Sharing database models across data sources

Sharing database models provides table-definition details from an independent data source to a dependent data source. This is needed to avoid analysis errors and to have a complete lineage that includes lineage from the SQL statements from dependent data sources.

What is a database model?

You can use Collibra Data Lineage to create technical lineage across multiple data sources. In each data source, a database model represents the structure of tables in a database.

This database model is derived from Data Definition Language (DDL) statements that define database objects.
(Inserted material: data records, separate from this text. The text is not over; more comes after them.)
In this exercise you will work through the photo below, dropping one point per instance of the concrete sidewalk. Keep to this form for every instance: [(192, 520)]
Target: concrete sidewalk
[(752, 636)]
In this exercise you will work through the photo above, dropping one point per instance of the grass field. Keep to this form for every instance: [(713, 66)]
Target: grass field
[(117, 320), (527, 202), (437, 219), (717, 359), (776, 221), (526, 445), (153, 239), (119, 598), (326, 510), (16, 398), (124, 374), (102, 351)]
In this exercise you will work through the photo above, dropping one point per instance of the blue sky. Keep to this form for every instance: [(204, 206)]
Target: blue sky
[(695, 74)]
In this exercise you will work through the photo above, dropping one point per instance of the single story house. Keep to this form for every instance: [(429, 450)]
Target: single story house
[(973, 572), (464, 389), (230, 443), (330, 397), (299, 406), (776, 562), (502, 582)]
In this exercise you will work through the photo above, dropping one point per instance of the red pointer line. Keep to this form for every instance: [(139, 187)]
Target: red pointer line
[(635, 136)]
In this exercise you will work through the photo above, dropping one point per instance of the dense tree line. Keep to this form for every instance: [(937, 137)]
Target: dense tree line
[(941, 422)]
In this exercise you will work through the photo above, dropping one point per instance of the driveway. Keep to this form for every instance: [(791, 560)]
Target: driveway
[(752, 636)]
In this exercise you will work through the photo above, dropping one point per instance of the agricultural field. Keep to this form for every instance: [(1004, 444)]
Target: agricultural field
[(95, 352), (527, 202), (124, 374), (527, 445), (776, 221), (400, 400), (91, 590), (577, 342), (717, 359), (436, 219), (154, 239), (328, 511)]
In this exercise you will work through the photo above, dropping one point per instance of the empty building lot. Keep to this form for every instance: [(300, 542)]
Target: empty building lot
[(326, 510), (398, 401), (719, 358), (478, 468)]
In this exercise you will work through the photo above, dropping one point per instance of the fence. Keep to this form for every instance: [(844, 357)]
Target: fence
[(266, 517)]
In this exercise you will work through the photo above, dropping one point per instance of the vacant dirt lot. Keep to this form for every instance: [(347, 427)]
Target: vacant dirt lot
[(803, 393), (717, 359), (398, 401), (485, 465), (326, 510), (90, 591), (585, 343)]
When metadata is harvested from a data source, Collibra Data Lineage extracts the DDL to build this model.

Common DDL statements include CREATE, ALTER, DROP, and TRUNCATE. In the context of data lineage, Collibra Data Lineage uses these statements to understand table structures.

Dependent vs. independent sources

To build an accurate lineage, Collibra must understand the structure of every table referenced in a query.

  • Independent data source: The source that contains the DDL.
  • Dependent data source: The source containing SQL statements that reference tables in the independent source.

Example

  • Database1 (Independent): Contains the DDL that defines Table1 with columns Col1, Col2, and Col3.
  • Database2 (Dependent): Contains the statement: SELECT * FROM Database1.Schema1.Table1.

The statement in Database2 refers to a table defined in Database1, so Collibra Data Lineage needs the model from Database1 to correctly map the columns.

Solutions for ANALYZE errors

When Collibra Data Lineage cannot resolve a table or column reference, the following error may return:

ANALYZE: We're having trouble figuring out which table your column belongs to.

Use the table below to determine the best resolution for your environment.

Feature Add dependent sources (shared database models) Adjust SQL statements (SQL file sources only)
Primary purpose Share table definitions across sources for accurate lineage Remove ambiguity within specific SQL files
Implementation Change the settings in the capability if you use Edge, or in the configuration file if you use the lineage harvester (deprecated) Modify the actual SQL files in your source system.
Scalability High: One configuration handles all queries in the source Low: Must be applied to every ambiguous query in every file

Important considerations

Review the following considerations before configuring shared database models.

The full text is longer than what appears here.